Methods: GAAP is developed on the NodeJS platform that uses HTML, JavaScript as the front-end for communication with users. We have implemented FastQC and trimmomatic tool for quality checking and control. Velvet and Prodigal are integrated for genome assembly and gene prediction. The annotation will be done with the help of remote NCBI Blast and IPR-Scan. In the back- end, we have used PERL and JavaScript for the processing of data. To evaluate the performance of GAAP, we have assembled a viral (SRR11621811), bacterial (SRR17153353) and human genome (SRR16845439).

Results: We have used GAAP software to assemble, and annotate a COVID-19 genome on a desktop computer that resulted in a single contig of 27994bp with 99.57% reference genome coverage. This assembly predicted 11 genes, of which 10 were annotated using annotation module of GAAP. We have also assembled a bacterial and human genome 138 and 194281 contigs with N50 value 100399 and 610, respectively.

Conclusion: In this study, we have developed freely available, platform-independent genome assembly and annotation (GAAP) software (www.deepaklab.com/gaap). The software itself acts as a complete data analysis package with quality check, quality control, de-novo genome assembly, gene prediction and annotation (Blast, PFAM, GO-Term, pathway and enzyme mapping) modules.

Keywords: NGS, software, GUI, genome assembly, gene prediction, annotation

1. INTRODUCTION

High-throughput next-generation sequencing technologies result in the exponential growth of the whole genome and transcriptome level projects [1-3]. Continuous decline in the cost of next-generation sequencing and emergence of highly efficient sequencing technologies transformed data analysis from single gene/protein to genome/pan-genome level [4-6]. In the past, numerous tools have been developed varying from genome assembly (de-novo and reference), annotation, variant calling, etc. to analyse the high-throughput sequencing data [7, 8]. Most of these tools are developed for Linux-based command-line systems that need bioinformatics expertise to execute them.
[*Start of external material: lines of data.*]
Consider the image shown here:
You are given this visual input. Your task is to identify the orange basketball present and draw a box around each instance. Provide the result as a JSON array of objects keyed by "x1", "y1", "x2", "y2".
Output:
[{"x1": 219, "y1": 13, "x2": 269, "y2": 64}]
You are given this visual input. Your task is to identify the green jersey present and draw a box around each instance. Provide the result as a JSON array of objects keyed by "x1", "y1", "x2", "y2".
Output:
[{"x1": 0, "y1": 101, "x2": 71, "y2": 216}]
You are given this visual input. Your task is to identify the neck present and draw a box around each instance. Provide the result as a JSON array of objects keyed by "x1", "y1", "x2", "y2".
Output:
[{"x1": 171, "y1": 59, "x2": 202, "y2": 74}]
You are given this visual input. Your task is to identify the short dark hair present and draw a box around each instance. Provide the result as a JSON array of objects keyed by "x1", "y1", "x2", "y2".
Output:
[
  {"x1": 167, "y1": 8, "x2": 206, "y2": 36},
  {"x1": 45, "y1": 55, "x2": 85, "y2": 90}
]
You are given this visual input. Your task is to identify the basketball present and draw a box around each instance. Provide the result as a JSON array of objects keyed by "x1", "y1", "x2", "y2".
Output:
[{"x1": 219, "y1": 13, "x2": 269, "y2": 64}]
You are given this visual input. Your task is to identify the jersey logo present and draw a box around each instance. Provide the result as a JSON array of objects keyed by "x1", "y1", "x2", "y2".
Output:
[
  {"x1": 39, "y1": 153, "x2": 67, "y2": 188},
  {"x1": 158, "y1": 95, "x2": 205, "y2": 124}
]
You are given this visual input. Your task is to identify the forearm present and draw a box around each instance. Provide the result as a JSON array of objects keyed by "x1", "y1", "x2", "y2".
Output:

To overcome this problem, few platform independent tools such as CLC-GWB (https://digitalinsights.qiagen.com/products-overview/discovery-insights-portfolio/analysis-and-visualization/qiagen-clc-genomics-workbench/), Blast2GO (https://www.blast2go.com/), VAGUE (https://bioinformaticshome.com/tools/wga/descriptions/VAG- UE.html), Strand NGS (https://www.strand-ngs.com/), etc. have been developed, but most of them required a licence. For example, Blast2GO, a commercial software has gained popularity due to its graphical-user interface, but it can only be used for genome or transcriptome annotation purposes [9, 10]. Similarly, CLC-GWB, OmicsBox, and Strand NGS have been developed for genome/transcriptome analysis, but the major limitation is that they are also not free for academic use. In 2013, a graphical user interface of velvet i.e. VAGUE has been developed for the de-novo genome assembly purpose [11]. But, the major pitfall is that it can only be run on a Linux-based system and can only be used for assembly, not for the annotation purpose.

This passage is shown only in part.